Approach images taken just before the leading KI spacecraft impacted 2015 PDC revealed that the asteroid looks much like elongated asteroid Itokawa, but only about 300 meters in length. The first KI mission imparted its velocity change successfully, but it also fractured the body. The second KI spacecraft successfully impacted the asteroid, but a loosely connected fragment split off without receiving much deflection. The third and fourth kinetic impactors hit the main part of the asteroid, delivering the final velocity change needed to move the main asteroid away from Earth impact, but they did not affect the fragment. Of the two other KI spacecraft, one failed on launch and the other missed the asteroid entirely.

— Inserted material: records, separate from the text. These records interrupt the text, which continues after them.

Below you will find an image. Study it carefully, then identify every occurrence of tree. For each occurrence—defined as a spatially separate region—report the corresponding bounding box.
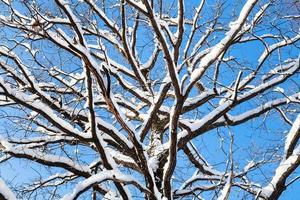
[0,0,300,200]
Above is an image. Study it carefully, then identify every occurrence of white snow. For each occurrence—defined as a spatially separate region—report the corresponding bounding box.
[148,156,158,172]
[273,87,284,93]
[0,178,17,200]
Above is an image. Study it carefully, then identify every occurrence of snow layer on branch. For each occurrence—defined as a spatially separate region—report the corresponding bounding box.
[190,0,257,82]
[62,170,136,200]
[284,114,300,158]
[0,178,17,200]
[218,174,232,200]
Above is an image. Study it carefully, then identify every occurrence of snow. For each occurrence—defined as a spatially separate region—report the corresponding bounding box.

The Indian flyby observer spacecraft imaged the asteroid two days after the final KI impact and detected both the asteroid and a sizeable fragment within the cloud of debris. The spacecraft lost attitude control near closest approach due to impacts from debris particles, and only the approach images captured the fragment. Because of the attitude failure, it was not possible to determine the deflection delta-v imparted to the fragment, but it was clear that the fragment had not received much deflection.
The smaller fragment of 2015 PDC was estimated from the approach images to be 80 +/- 20 meters in size, or roughly 60 to 100 meters.
The deflection could not be imaged directly from the ground because the asteroid was too close to the Sun, and the solar elongation was only getting worse. Finally, in Nov. 2020, ground-based observations of the asteroid resumed. Two distinct objects were barely resolved.
The small fragment has been observed for two months now, and IAWN announces today that its deflection can only barely be determined from the tracking data. IAWN estimated the probability that the fragment could impact the Earth was 54%.